“Women do not want to smell like a bed of roses!,” Coco Chanel insisted when she commissioned perfumeur Ernest Beaux to create a new, innovative perfume. To capture l’odeur de femme (the scent of a woman) the designer wanted, Beaux decided to use a generous dose of aldehydes. Legend has it he was the first to do so.
He wasn’t. Chanel N°5, when it was released in 1922, made aldehydes famous, but Rêve D’Or (Golden Dream) by Armingeat was the first to make use of them, more than 10 years before. Since then, the popularity of aldehydes hasn’t faded. In fact, it’s almost impossible to find a fragrance that doesn’t contain them.
Aldehydes are organic compounds present in many natural materials, such as rose and orange rind, but they can also be reproduced in a lab. They vary in smell. Most of the aldehyddes with low molecular weight stink (think of rotten fruit), while those with a higher molecular weight have a very pleasant odour.

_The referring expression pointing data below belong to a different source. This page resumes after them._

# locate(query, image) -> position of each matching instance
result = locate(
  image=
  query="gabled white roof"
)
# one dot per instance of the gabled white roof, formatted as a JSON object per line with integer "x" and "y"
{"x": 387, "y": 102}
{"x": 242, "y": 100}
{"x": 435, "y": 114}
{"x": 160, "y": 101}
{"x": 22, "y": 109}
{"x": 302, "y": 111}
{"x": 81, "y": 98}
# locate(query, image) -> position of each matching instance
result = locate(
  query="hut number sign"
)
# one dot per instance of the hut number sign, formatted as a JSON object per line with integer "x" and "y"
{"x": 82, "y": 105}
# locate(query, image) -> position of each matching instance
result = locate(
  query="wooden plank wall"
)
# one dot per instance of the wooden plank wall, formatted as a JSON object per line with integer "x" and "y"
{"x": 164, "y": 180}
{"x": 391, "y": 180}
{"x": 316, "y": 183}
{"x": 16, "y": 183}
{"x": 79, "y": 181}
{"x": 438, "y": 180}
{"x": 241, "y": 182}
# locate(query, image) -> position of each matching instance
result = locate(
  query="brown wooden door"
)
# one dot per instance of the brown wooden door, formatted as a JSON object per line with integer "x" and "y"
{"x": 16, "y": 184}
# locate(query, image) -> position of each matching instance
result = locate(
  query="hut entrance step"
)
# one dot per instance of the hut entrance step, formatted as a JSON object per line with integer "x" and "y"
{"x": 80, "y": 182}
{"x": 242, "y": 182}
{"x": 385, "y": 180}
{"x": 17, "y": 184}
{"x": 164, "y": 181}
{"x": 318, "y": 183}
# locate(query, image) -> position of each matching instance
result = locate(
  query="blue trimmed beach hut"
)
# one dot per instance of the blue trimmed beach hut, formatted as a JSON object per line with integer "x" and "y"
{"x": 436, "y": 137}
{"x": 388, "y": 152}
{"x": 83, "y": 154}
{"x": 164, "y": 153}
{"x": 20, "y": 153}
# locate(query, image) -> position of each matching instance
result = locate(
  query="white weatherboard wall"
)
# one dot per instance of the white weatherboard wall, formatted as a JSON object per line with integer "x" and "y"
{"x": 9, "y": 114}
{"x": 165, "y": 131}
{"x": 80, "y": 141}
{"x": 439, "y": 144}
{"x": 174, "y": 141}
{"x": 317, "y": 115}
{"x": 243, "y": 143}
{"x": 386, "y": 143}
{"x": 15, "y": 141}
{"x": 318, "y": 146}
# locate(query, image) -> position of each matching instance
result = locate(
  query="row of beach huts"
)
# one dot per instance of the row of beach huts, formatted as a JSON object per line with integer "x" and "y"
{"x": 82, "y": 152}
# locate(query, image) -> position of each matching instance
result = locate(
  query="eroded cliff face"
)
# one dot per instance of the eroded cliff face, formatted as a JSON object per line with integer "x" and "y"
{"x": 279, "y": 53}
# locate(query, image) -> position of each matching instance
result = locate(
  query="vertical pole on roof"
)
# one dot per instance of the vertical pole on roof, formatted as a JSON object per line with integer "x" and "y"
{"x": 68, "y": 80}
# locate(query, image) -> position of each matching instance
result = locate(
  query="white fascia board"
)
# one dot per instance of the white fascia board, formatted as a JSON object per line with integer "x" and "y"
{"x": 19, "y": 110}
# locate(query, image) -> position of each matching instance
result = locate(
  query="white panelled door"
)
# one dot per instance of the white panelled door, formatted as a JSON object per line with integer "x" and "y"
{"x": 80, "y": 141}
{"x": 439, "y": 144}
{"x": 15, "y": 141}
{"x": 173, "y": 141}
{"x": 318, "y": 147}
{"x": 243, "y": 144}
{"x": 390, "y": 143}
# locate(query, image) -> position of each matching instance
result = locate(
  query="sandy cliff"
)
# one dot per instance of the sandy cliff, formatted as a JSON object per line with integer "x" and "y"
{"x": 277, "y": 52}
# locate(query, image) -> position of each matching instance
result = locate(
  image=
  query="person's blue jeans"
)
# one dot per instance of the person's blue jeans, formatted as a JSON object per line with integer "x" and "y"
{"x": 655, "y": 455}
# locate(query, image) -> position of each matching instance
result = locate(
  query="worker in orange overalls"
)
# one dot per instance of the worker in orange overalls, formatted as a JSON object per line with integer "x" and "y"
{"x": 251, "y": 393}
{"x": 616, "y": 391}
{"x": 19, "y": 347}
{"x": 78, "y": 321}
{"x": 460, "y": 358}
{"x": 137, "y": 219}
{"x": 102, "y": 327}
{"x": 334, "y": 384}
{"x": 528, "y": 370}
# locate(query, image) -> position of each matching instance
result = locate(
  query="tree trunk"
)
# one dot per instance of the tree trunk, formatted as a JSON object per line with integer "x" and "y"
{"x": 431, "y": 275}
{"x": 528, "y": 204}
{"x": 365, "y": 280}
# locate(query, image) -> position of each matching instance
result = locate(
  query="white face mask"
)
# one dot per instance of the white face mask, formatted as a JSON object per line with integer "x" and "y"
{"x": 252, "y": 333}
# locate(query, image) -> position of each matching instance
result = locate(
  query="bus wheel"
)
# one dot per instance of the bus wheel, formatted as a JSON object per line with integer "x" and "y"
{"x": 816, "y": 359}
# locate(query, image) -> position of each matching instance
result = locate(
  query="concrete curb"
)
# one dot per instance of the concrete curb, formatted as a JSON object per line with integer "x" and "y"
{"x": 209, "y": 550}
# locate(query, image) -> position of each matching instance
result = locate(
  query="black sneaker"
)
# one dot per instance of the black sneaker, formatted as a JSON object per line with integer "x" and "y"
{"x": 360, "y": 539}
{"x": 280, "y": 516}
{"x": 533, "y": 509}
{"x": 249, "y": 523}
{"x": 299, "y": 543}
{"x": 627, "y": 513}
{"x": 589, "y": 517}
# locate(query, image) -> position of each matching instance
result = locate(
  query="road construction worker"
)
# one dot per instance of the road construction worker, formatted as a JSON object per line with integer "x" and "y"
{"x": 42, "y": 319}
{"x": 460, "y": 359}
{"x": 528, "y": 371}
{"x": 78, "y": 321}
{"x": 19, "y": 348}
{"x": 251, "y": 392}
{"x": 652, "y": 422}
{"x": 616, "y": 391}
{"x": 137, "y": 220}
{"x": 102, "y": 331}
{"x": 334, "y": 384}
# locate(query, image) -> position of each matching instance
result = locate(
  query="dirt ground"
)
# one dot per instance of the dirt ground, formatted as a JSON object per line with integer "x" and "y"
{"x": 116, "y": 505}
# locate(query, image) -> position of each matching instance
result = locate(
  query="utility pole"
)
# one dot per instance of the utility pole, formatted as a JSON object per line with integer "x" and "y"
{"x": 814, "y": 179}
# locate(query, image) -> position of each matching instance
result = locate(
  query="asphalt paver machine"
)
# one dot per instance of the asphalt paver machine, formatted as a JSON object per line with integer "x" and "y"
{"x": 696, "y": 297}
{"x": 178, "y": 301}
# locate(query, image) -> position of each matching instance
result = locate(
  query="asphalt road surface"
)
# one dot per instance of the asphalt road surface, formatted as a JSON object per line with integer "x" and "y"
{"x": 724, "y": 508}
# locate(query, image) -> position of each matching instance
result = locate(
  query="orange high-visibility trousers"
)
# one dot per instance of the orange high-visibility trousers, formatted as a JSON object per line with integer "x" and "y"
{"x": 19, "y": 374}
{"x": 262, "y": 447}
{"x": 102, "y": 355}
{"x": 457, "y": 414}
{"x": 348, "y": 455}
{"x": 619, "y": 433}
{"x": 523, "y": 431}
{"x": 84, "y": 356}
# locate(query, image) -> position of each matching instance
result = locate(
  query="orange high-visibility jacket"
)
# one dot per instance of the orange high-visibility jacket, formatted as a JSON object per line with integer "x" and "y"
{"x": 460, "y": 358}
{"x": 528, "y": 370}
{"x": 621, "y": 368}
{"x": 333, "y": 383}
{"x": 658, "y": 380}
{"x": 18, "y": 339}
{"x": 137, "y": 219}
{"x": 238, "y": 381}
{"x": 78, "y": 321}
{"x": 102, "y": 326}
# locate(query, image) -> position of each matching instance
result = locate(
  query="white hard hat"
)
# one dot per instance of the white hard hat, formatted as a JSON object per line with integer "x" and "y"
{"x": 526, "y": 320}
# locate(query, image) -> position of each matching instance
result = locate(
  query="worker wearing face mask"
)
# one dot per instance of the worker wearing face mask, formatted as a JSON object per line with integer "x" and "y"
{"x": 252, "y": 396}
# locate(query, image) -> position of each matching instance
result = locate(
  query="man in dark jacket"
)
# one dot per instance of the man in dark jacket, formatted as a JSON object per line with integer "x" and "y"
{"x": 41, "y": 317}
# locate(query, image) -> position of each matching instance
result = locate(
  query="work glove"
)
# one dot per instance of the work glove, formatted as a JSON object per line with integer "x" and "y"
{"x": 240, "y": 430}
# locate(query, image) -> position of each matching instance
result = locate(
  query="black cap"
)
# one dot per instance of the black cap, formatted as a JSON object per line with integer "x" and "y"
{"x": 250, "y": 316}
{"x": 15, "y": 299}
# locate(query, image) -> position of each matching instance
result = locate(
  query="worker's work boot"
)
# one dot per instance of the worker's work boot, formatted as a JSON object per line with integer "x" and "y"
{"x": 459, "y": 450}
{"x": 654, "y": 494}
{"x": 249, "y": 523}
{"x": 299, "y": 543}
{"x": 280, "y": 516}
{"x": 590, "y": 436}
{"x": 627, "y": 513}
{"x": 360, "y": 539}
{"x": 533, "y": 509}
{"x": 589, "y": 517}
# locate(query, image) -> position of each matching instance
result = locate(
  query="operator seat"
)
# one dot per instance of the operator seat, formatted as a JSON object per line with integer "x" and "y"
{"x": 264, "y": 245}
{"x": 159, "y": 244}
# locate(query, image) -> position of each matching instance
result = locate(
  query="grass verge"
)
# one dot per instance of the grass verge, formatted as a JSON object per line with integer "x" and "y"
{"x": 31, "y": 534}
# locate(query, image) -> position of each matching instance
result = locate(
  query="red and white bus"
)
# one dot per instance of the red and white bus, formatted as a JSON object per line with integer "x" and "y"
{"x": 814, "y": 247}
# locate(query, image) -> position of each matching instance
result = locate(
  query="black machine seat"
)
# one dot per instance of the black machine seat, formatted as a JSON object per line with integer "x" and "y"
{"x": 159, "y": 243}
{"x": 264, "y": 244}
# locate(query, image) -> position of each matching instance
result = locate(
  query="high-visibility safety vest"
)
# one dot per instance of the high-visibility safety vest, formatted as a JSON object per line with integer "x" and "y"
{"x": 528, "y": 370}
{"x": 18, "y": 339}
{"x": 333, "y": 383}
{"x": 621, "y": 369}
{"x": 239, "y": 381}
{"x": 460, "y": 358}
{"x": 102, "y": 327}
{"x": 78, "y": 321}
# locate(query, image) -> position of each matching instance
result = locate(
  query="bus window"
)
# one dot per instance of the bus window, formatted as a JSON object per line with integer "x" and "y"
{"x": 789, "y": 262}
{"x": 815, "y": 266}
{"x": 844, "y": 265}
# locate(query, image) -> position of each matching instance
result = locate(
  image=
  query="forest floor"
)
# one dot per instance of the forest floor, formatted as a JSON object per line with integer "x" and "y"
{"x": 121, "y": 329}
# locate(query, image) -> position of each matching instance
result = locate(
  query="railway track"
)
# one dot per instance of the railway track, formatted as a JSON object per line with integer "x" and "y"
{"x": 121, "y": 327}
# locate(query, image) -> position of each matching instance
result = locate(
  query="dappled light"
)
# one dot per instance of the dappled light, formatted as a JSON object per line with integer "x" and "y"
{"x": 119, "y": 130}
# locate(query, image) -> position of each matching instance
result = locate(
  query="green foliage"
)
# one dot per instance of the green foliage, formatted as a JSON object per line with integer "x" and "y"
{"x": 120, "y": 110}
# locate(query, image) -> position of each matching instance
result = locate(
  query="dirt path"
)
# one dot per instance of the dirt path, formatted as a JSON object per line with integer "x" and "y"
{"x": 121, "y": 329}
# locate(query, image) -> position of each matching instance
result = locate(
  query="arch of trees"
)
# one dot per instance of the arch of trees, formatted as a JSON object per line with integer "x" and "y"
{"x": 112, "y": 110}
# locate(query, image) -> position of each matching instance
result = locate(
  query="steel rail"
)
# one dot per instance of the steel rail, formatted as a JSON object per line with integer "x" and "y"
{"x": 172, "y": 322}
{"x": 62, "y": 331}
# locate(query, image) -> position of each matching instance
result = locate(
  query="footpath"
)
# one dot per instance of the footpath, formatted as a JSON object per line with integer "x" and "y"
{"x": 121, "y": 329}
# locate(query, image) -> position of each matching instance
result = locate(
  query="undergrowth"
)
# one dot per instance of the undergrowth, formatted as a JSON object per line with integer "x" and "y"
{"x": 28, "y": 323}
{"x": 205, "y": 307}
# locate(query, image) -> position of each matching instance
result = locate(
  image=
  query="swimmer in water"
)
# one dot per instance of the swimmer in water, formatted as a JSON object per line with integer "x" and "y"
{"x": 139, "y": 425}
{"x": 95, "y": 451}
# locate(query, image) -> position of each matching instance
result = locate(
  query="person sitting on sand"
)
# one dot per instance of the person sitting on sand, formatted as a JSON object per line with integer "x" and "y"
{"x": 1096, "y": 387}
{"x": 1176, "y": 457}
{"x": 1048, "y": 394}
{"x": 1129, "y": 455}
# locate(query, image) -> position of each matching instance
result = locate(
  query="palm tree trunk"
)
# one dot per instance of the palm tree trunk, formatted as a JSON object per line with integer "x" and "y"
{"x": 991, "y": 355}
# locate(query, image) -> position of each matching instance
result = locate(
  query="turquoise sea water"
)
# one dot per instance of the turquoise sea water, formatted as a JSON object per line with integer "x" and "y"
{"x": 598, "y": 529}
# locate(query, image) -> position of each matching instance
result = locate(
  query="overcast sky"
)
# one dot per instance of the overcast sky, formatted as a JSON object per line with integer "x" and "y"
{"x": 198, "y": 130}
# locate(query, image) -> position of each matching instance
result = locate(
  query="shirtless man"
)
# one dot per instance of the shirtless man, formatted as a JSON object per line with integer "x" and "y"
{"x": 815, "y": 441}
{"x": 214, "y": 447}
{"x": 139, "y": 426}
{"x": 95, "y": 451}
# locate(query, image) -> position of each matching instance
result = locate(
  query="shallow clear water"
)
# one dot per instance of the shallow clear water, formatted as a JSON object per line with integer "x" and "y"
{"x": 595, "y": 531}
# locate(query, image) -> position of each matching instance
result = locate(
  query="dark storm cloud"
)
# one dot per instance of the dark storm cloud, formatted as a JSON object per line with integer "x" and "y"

The type of aldehydes used in perfumery is called aliphatic, or “fatty”. Their scent ranges from soapy to metallic, from waxy to starchy, from green to citrsuy (you know that lemony scent of soaps and detergents? That’s the aldehyde Citral). Some of the most widely used are Vanillin/4- hydroxy-3-methoxy-benzaldehyde, (vanilla-like), Benzaldehyde (almond-like), C7 (has a green, herbaceous scent), 8 (orange-like), C9 (rose-like), and C13 (has a waxy, grapefruit-like scent).
That crisp, soapy, and floral citrusy scent of Chanel N°5 is the result of the combination of three aliphatic aldehydes, C10 (smells like orange rind), C11 (clean, leafy green aroma), and C12 (smells like lilac or violets). Other aldehydic fragrances include Lanvin Arpége, Yves Saint Laurent Rive Gauche, Dior Miss Dior, Guerlain Vol de Nuit, Givenchy L’Interdit, Estee Lauder White Linen, Hermés Amazone, and Le Labo Aldehyde 44.
What are your favourite aldehydic perfumes?